Developing Drivers and Components for IPS Simulations

Components

There are three classes of components: framework, driver, and general purpose (physics components fall into this category). In the IPS, each component executes in a separate process (a child of the framework) and implements the following methods:

init(self, timeStamp=0)
This function performs pre-simulation setup activities such as reading in global configuration parameters, checking configuration parameters, updating input files and internal state. (Component configuration parameters are populated before init is ever called.)
step(self, timeStamp=0)
This function is the main part of the component. It is responsible for launching any tasks, and managing the input, output and plasma state during the course of the step.
finalize(self, timeStamp=0)
This function is called after the simulation has completed and performs any clean up that is required by the component. Typically there is nothing to do.
checkpoint(self, timeStamp=0)
This function performs a checkpoint for the component. All of the files marked as restart files in the configuration file are automatically staged to the checkpoint area. If the component has any internal knowledge or logic, or if there are any additional files that are needed to restart, this should be done explicitly here.
restart(self, timeStamp=0)
This function replaces init when restarting a simulation from a previous simulation step. It should read in data from the appropriate files and set up the component so that it is ready to compute the next step.

The component writer will use the services API to help perform data, task, configuration and event management activities to implement these methods.

This document focuses on helping (physics) component and driver writers successfully write new components. It will take the writer step-by-step through the process of writing basic components. Detailed discussions of multiple levels of parallelism, fault tolerance strategies, performance and resource utilization considerations, and asynchronous coordination of simulations can be found in the advanced topics documentation.

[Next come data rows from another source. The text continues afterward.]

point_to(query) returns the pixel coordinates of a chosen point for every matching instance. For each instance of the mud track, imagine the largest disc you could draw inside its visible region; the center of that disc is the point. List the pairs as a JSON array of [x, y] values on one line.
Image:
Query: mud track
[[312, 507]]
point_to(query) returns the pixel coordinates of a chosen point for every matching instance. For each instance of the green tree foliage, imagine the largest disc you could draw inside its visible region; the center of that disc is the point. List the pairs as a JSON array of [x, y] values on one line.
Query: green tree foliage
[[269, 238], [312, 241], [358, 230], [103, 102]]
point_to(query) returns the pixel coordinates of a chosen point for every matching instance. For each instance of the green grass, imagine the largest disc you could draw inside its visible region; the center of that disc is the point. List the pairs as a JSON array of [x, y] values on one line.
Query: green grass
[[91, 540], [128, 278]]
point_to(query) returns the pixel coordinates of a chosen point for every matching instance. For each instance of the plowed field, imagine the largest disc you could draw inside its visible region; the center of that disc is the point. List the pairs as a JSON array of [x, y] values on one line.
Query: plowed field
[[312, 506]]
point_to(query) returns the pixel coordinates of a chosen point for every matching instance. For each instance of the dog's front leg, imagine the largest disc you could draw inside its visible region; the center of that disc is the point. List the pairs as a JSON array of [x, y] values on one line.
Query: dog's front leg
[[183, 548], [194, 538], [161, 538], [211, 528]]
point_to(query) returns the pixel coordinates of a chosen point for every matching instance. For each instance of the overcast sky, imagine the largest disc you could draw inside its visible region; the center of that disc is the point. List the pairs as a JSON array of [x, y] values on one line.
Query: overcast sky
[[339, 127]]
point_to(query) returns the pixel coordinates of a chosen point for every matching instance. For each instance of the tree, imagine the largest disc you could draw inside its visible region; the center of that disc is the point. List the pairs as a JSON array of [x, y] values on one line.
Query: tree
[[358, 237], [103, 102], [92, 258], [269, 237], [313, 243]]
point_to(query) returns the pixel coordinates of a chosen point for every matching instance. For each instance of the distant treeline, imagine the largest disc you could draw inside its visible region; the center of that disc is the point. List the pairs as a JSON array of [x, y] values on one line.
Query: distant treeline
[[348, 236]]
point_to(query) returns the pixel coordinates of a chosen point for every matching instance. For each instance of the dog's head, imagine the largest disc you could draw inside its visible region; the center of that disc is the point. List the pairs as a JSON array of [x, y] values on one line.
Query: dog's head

[1]Tasks are the binaries that are launched by components on compute nodes, where as components are Python scripts that manage the data movements and execution of the tasks (with the help of IPS services). In general, the component is aware of the driver and its existence within a coupled simulation, and the task does not.
[2]The IPS uses an agreed upon file format and associated library to manage global (shared) data for the simulation, called the Plasma State. It is made up of a set of netCDF files with a defined layout so that codes can access and share the data. At the beginning of each step the component will get a local copy of the current plasma state, execute based on these values, and then update the plasma state values that it changed to the global copy. There are data management services to perform these actions, see Data Management API.

Writing Components

In this section, we take you through the steps of adding a new component to the IPS landscape. It will cover where to put source code, scripts, binaries and inputs, how to construct the component, how to add the component to the IPS build system, and some tips to make this process smoother.

Adding a New Binary

The location of the binary does not technically matter to the framework, as long as the path can be constructed by the component and the permissions are set properly to launch it when the time comes. There are two recommended ways to express the location of the binary to the component:

  1. For stable and shared binaries, the convention is to put them in the platform’s PHYS_BIN. This way, the PHYS_BIN is specified in the platform configuration file and the component can access the location of the binary relative to that location on each machine. See Platforms and Platform Configuration.
  2. The location of the binary is specified in the component’s section of the simulation configuration file. This way, the binary can be specified just before runtime and the component can access it through the framework services. This convention is typically used during testing, experimentation with new features in the code, or other circumstances where the binary may not be stable, fully compatible with other components, or ready to be shared widely.

Data Coupling Preparation

Once you have your binary built properly and available, it is time to work on the data coupling to the other components in a simulation. This is a component specific task, but it often takes conversation with the other physicists in the group as to what values need to be communicated and to develop an understanding of how they are used.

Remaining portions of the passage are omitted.